Ideal Client Profile – firms should define and stick to an ideal client profile. Identifying client segments where the firm can deliver the most value lowers a firm’s cost of acquisition and, while perhaps not replicable, ensures a more consistent and sustainable service delivery.

Client acquisition – most centimillionaire clients, including family offices, maintain multiple professional advisors. Winning “set pieces” within large and complex families and expanding the mandate over time is a more practical approach than attempting to replace existing advisors outright.

Pricing (1) – employ a mix of asset-based and non-asset-based pricing, the latter a retainer fee under a Master Service Agreement (as opposed to an investment advisory agreement) updated annually based on the scope and complexity of services to be rendered. While this protects against margin erosion due to “scope creep,” it is also a defense against the loss of pricing power for investment management and an asset-based model’s vulnerability to capital market cycles. 

Service model – a “core versus adjacent” approach that examines those services a firm can deliver profitably alongside a systematic partnering with external or “adjacent” firms for whatever reason is a best practice. There are many variations that do not entail the loss of client primacy. 

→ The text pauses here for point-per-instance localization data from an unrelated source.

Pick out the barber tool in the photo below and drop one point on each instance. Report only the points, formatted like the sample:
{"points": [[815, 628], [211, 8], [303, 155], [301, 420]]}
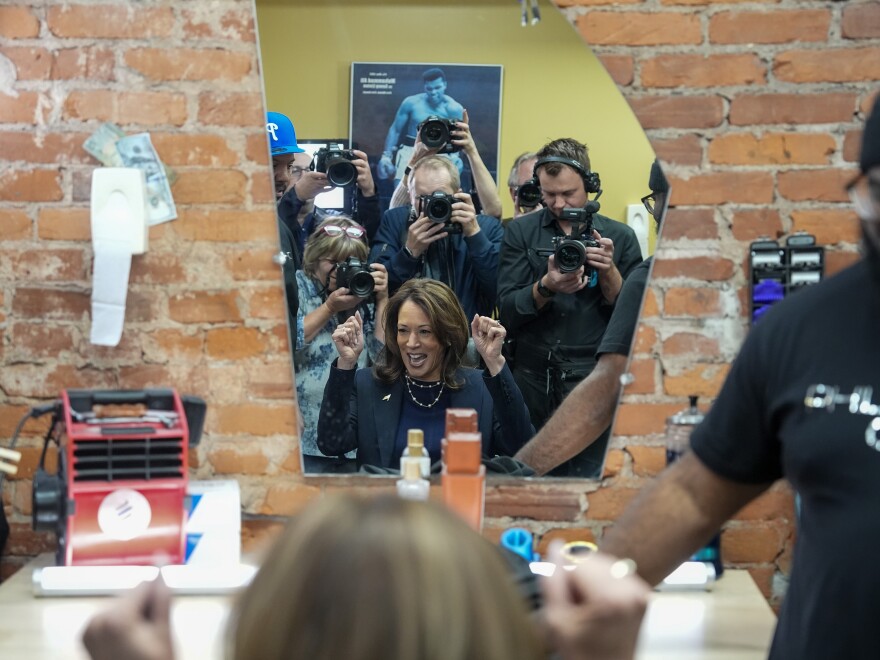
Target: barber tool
{"points": [[776, 271], [118, 495]]}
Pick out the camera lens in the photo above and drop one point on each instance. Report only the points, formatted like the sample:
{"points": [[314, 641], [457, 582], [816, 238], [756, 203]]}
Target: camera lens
{"points": [[439, 210], [569, 256], [361, 284], [341, 172]]}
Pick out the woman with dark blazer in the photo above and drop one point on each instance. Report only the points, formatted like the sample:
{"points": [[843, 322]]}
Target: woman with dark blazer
{"points": [[417, 376]]}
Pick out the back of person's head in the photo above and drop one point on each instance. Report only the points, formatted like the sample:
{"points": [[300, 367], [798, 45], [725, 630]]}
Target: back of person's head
{"points": [[564, 148], [433, 74], [513, 178], [436, 164], [448, 323], [330, 241], [381, 579]]}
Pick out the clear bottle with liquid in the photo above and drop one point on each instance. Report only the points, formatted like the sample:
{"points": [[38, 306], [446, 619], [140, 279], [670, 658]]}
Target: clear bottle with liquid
{"points": [[415, 451], [678, 441], [412, 486]]}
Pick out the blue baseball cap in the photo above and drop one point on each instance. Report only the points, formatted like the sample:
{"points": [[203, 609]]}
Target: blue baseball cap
{"points": [[282, 136]]}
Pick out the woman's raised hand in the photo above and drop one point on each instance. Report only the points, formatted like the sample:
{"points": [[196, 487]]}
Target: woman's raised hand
{"points": [[349, 341]]}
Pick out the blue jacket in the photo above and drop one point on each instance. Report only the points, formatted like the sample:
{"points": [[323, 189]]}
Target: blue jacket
{"points": [[369, 424], [468, 265]]}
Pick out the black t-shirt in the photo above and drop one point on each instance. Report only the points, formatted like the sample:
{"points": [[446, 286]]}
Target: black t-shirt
{"points": [[802, 401], [618, 335]]}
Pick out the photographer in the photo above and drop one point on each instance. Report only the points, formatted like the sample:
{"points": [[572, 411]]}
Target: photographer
{"points": [[334, 271], [296, 185], [460, 136], [460, 251], [558, 317]]}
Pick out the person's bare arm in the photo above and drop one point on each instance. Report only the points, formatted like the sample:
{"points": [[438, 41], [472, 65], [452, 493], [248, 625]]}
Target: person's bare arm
{"points": [[582, 417], [675, 515]]}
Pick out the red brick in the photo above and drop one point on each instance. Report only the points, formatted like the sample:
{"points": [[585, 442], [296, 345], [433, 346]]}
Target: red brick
{"points": [[231, 109], [38, 340], [703, 380], [619, 67], [832, 108], [690, 343], [722, 188], [30, 63], [824, 185], [753, 544], [827, 65], [609, 503], [204, 307], [646, 337], [749, 225], [829, 226], [600, 28], [50, 304], [162, 64], [210, 187], [63, 148], [678, 111], [861, 21], [643, 418], [235, 343], [64, 224], [769, 27], [693, 224], [30, 186], [104, 21], [156, 267], [771, 149], [193, 149], [147, 108], [710, 269], [18, 23], [237, 459], [684, 150], [228, 226], [703, 70], [647, 461], [286, 499], [14, 225], [21, 109], [699, 302], [539, 504], [90, 63]]}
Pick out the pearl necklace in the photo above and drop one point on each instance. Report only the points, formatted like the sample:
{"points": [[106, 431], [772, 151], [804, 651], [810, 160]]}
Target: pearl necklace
{"points": [[409, 381]]}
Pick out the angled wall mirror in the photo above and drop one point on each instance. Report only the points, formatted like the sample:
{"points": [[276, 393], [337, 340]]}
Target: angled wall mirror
{"points": [[552, 84]]}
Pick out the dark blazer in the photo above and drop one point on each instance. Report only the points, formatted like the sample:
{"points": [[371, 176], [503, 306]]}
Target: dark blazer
{"points": [[359, 412]]}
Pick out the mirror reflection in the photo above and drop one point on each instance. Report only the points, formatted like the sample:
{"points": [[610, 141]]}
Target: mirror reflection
{"points": [[443, 219]]}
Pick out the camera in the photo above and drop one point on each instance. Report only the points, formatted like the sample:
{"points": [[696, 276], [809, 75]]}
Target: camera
{"points": [[355, 275], [435, 133], [336, 163], [570, 252], [437, 207]]}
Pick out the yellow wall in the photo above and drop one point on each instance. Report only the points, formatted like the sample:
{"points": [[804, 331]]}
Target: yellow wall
{"points": [[553, 86]]}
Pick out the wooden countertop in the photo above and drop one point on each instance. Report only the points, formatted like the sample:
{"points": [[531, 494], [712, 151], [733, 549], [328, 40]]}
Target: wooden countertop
{"points": [[732, 621]]}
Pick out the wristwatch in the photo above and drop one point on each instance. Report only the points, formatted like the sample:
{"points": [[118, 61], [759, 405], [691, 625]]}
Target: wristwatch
{"points": [[544, 291]]}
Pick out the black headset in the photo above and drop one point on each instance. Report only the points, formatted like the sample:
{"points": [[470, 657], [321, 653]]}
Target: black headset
{"points": [[592, 184]]}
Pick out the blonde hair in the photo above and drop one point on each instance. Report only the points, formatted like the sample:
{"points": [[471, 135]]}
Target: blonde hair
{"points": [[381, 579], [336, 248]]}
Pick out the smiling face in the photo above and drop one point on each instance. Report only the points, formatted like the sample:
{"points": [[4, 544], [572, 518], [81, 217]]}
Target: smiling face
{"points": [[420, 350]]}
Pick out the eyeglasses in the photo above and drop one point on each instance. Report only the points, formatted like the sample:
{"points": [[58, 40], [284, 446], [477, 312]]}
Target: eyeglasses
{"points": [[355, 231], [865, 195]]}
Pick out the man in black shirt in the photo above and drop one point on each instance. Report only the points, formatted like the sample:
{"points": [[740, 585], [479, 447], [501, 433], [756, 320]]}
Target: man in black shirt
{"points": [[586, 414], [800, 403], [556, 317]]}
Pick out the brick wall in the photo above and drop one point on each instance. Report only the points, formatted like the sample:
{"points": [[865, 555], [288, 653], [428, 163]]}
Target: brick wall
{"points": [[755, 107]]}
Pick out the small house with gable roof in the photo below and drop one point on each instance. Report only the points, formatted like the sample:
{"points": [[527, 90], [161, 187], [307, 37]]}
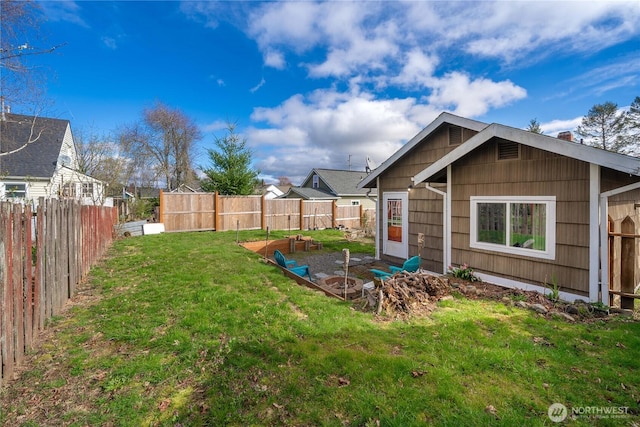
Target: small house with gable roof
{"points": [[38, 159], [524, 210]]}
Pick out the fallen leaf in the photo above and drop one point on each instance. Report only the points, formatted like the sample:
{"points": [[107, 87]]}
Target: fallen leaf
{"points": [[343, 382], [164, 405], [491, 410]]}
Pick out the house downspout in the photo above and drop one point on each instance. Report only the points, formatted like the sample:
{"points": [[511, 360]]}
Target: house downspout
{"points": [[604, 237], [378, 215], [446, 253], [375, 200]]}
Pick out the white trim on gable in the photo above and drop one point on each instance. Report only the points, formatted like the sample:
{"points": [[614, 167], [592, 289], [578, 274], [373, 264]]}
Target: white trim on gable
{"points": [[608, 159], [443, 118]]}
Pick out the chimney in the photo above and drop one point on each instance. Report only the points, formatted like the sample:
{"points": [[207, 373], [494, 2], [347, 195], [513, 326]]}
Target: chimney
{"points": [[566, 136]]}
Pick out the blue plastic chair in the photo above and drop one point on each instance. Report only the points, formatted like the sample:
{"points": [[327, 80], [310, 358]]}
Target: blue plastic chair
{"points": [[410, 266], [291, 264]]}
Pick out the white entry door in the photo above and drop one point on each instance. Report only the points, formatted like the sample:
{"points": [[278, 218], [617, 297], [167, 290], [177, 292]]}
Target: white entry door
{"points": [[396, 224]]}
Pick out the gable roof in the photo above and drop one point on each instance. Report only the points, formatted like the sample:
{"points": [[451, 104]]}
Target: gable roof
{"points": [[308, 194], [608, 159], [442, 119], [38, 159], [341, 183]]}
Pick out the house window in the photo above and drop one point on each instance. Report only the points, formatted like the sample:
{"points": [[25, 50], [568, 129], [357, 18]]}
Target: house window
{"points": [[455, 135], [69, 190], [87, 189], [508, 150], [516, 225], [15, 190]]}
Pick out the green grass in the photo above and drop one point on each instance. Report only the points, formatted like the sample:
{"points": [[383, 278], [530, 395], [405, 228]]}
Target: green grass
{"points": [[192, 329]]}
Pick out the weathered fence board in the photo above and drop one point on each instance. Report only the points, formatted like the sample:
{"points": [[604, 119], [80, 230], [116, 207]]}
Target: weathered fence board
{"points": [[210, 211], [69, 239]]}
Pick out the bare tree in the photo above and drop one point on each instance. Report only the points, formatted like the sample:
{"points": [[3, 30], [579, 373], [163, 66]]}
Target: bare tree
{"points": [[21, 83], [162, 142], [100, 158]]}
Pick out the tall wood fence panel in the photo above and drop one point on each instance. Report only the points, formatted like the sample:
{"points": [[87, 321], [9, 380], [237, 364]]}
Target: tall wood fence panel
{"points": [[281, 214], [239, 212], [42, 259], [188, 211], [210, 211]]}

Staff Model – the ensemble staff model (lead advisors with support staff supported by specialized teams) is the primary determinant of a firm’s profitability. It improves the client experience by delivering the best thinking of the firm to all clients.

Talent development – firms will need to have early identification systems in place to identify and recruit talent. Personality assessment tools are part of the answer. Further, they will need to build academies and centers of learning to “breed” the next generations of advisors with an emphasis on client relationship delivery skills. Pirating advisors from other firms is not the solution and can beget cultural incompatibility and dilution.

Technology – the cloud-computing revolution is a tailwind. While there is no omnibus UHNW or family office tech-stack platform, emerging SaaS alliances present an opportunity to rethink legacy systems. 

VI Summary
Serving UHNW and centimillionaire clients presents firms with unique challenges due to their clients’ complex, customized needs, making traditional business models less viable.

For most firms, the service “bar” is too high and the economics too perilous. They should be cautioned to stay in their respective “swim lanes” where the service complement is more replicable and the economics more predictable and salutary. 

Key trends include a demand for counseling, an expansion in service expectations, a shift toward alignment, and increasing family complexity. However, many firms lack the depth, capital, and talent to serve this demand without eroding profitability. Scaling while maintaining client intimacy is particularly difficult.

The exemplars will assemble the right people in an ensemble staff configuration, develop their “home-grown” talent pipelines, manage their growth around a disciplined client acquisition strategy anchored to an ideal client profile, adhere to a disciplined service delineation that requires coordination and collaboration with outside professionals, and evolve beyond an asset-based pricing model where there is consideration commensurate with the value rendered.